Two main immunostaining methods have been described:
Direct immunohistochemistry uses a single-conjugated antibody to detect the antigen epitope of interest. This method is used for the detection of very abundant antigens that do not need any amplification.
Indirect immunohistochemistry uses two steps of antibody staining—a primary antibody against the antigen of interest is first bound to the antigen, then a secondary antibody conjugated against the primary antibody species is used to generate signals detectable by microscopy. Indirect immunohistochemistry is widely used as it allows a better signal detection for mid- to lowly- expressed antigens.
The choice of method used depends on several factors, such as antigen abundance, distribution and how the tissue samples were prepared.1
Colorimetric or chromogenic immunohistochemistry uses the reaction between an enzyme and its substrate to generate a chromogenic precipitate that localizes at the site of reaction. The two main enzymatic detection systems used are horseradish peroxidase (HRP) and alkaline phosphatase (AP). BD Biosciences offers a range of substrates that can be used with these enzymes, such as the BD Pharmingen™ DAB Substrate Kit and the BD Pharmingen™ AEC Substrate Kit.
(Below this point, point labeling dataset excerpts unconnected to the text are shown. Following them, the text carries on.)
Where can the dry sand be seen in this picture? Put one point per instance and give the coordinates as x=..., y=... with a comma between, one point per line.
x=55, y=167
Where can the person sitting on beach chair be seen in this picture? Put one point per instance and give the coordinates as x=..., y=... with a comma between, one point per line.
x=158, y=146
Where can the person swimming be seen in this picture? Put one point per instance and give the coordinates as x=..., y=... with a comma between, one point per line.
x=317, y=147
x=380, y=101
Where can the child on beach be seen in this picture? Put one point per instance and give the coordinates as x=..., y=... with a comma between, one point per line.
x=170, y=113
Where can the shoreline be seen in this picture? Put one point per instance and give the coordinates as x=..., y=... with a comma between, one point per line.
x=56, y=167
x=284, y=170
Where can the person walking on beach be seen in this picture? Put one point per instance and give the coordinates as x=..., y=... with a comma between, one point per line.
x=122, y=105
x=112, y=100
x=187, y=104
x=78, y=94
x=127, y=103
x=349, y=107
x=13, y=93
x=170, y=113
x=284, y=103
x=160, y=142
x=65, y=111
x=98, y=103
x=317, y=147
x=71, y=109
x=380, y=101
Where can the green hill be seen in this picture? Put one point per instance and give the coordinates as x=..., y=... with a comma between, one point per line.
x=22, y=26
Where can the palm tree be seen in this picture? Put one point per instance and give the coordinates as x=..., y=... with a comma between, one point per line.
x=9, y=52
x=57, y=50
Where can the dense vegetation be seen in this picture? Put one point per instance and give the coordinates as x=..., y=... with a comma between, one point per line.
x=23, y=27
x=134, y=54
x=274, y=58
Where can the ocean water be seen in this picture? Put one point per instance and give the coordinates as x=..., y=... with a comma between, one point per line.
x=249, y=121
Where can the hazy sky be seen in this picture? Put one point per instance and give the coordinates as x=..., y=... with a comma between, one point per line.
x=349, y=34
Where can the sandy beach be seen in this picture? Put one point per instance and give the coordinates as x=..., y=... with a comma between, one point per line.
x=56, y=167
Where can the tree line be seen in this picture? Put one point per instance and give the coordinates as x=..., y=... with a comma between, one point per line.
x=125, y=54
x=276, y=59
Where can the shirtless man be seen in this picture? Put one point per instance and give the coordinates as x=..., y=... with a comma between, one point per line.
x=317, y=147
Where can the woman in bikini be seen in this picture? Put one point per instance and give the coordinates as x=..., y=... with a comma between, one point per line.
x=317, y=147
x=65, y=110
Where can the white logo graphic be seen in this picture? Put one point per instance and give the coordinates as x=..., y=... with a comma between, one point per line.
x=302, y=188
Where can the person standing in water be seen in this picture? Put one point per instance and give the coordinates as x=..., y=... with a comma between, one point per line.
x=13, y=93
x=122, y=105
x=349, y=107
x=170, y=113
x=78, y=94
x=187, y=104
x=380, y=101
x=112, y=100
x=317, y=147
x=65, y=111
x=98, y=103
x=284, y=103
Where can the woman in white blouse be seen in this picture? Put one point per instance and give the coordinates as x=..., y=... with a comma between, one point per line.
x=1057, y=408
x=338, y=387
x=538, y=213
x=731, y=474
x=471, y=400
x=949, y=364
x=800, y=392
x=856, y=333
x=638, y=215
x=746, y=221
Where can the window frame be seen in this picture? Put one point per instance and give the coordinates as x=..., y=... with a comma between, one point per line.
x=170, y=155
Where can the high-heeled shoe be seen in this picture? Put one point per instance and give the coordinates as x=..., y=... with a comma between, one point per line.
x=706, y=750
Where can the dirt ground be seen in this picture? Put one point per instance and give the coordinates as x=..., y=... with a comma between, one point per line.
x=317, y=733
Fluorescence immunohistochemistry uses antibodies coupled to a fluorophore that, when excited by the proper wavelength of light, emit a fluorescence signal that can be visualized by a fluorescence microscope. BD Biosciences offers a range of fluorescence-coupled secondary antibodies for IHC.
To obtain better visualization of your immunohistochemistry staining, you should plan your experiment carefully, start with good tissue collection, and prepare your sample choosing the options that are suited to optimally detect your target antigen.
Signals can be amplified using polyclonal antibodies that can recognize multiple epitopes of a single antigen. Secondary antibody conjugated with multiple complexes, as well as other methods such as polymer-based method, avidin-biotin complex (ABC) method and labeled-streptavidin biotin (LSAB) method, can also be used.
BD Biosciences provides blocking solutions to help reduce nonspecific binding and increase signal-to-noise ratio. Reagents to keep background noise at check during staining such as the BD Pharmingen™ Antibody Diluent for IHC are also available.
In addition to antibodies and reagents, BD Biosciences also offers validated protocols for IHC.